READ MORE: iStent inject® Revelations From the Fight Glaucoma Blindness! Registry with Dr. Colin Clement

High volume, high touch

Efficiency isn’t about rushing, said Dr. Angela Turalba (USA). “Having an efficient clinic isn’t just about seeing more patients…We also need to make the most use of the limited time we have with each patient.” 

She mapped out practical moves that add up: scheduling templates that front-load testing, pre-charting with smart phrases and slit lamps prepped with lenses and labeled toolkits so rooms are grab-and-go. Physical cues and preference lists lighten cognitive load, while EMR messaging huddles keep teams aligned without hallway detours.

Space does work too. Stagger technician and provider flow, cluster similar visits and design exam lanes that minimize backtracking. Documentation can be right-sized with AI scribe tools that capture the story while clinicians keep eye contact. 

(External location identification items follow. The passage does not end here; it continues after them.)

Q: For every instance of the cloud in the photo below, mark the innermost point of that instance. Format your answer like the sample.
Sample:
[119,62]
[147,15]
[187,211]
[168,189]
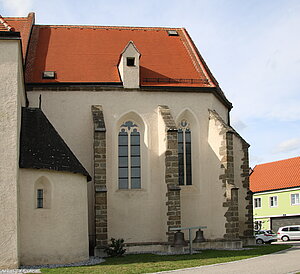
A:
[291,145]
[17,7]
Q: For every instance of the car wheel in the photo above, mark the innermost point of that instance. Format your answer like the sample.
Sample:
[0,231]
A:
[259,241]
[285,238]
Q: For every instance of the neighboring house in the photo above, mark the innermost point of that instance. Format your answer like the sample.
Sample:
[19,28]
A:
[276,194]
[138,110]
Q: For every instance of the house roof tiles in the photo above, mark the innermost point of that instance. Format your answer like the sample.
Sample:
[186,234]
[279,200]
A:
[276,175]
[4,26]
[90,54]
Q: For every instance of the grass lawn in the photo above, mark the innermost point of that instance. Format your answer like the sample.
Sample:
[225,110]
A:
[145,263]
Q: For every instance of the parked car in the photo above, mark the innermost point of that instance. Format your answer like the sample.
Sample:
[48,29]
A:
[265,236]
[291,232]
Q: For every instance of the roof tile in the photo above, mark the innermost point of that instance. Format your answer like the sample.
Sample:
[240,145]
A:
[90,54]
[276,175]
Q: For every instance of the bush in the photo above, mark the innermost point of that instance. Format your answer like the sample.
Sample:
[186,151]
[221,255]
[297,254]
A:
[116,248]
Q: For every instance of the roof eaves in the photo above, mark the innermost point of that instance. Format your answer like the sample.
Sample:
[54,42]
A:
[43,148]
[6,25]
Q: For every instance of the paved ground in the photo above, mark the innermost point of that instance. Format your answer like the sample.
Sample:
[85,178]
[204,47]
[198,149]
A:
[286,261]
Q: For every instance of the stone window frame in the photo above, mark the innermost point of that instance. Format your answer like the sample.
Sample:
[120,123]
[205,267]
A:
[295,203]
[184,128]
[274,200]
[130,127]
[40,198]
[44,184]
[259,203]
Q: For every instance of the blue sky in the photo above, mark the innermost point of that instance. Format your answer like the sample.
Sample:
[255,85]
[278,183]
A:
[252,47]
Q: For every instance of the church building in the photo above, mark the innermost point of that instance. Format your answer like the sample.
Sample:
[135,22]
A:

The horizon is hybrid with home monitoring devices, eConsults and telemedicine that “can help address our increasing demand for glaucoma care,” she noted. Efficiency isn’t a unicorn, it’s a team sport. With some planning, communication and the right tech, glaucoma care can be both high-volume and high-touch.

Prep, posture, precision

Dr. Manjool Shah (USA) delivered a masterclass in OR efficiency that was peppered with humor, humility and hard truths. Plan the day with pre-op huddles and a visible whiteboard so roles, timings and contingencies are clear. Standardize trays, confirm meds and walk the team through the first three steps. “Go slow to go fast,” he said. “Every complex case is a series of small simple steps.”

Ergonomics is the key: microscope tilt, chair height, foot pedal placement and arm support preserve accuracy and the surgeon’s spine. The risk is real: “Forty percent of us will suffer chronic neck or back issues. Ten percent will stop operating because of chronic neck and back issues.” Build micro-pauses into the flow to reset posture and vision. Close the loop with concise op notes and templated orders so turnovers stay smooth.

Dr. Shah’s bottom line was sustainability. Efficiency protects time, outcomes and careers when preparation, communication and ergonomics work in concert.

Flow over frenzy

Efficiency in glaucoma care is not about moving faster. It is about structure that holds, communication that lands and systems you can repeat without losing the patient in front of you. The gains often live in the details: a pre-charted visit, a verified segmentation, a head tilt for gonio, a preloaded suture, a microscope set to spare the surgeon’s neck.

Across clinic and OR, today’s playbook reclaimed minutes and trimmed risk so attention returns to decisions that change vision. Efficiency becomes a clinical outcome when habits harden into culture. Keep the small wins, share them and let them compound. That is how busy services stay humane and how “magical pressures” turn into durable ones.

Editor’s Note: The American Academy of Ophthalmology Annual Meeting 2025 (AAO 2025) is being held on 17-20 October 2025, in Orlando, Florida. Reporting for this story took place during the event. This content is intended exclusively for healthcare professionals. It is not intended for the general public. Products or therapies discussed may not be registered or approved in all jurisdictions, including Singapore.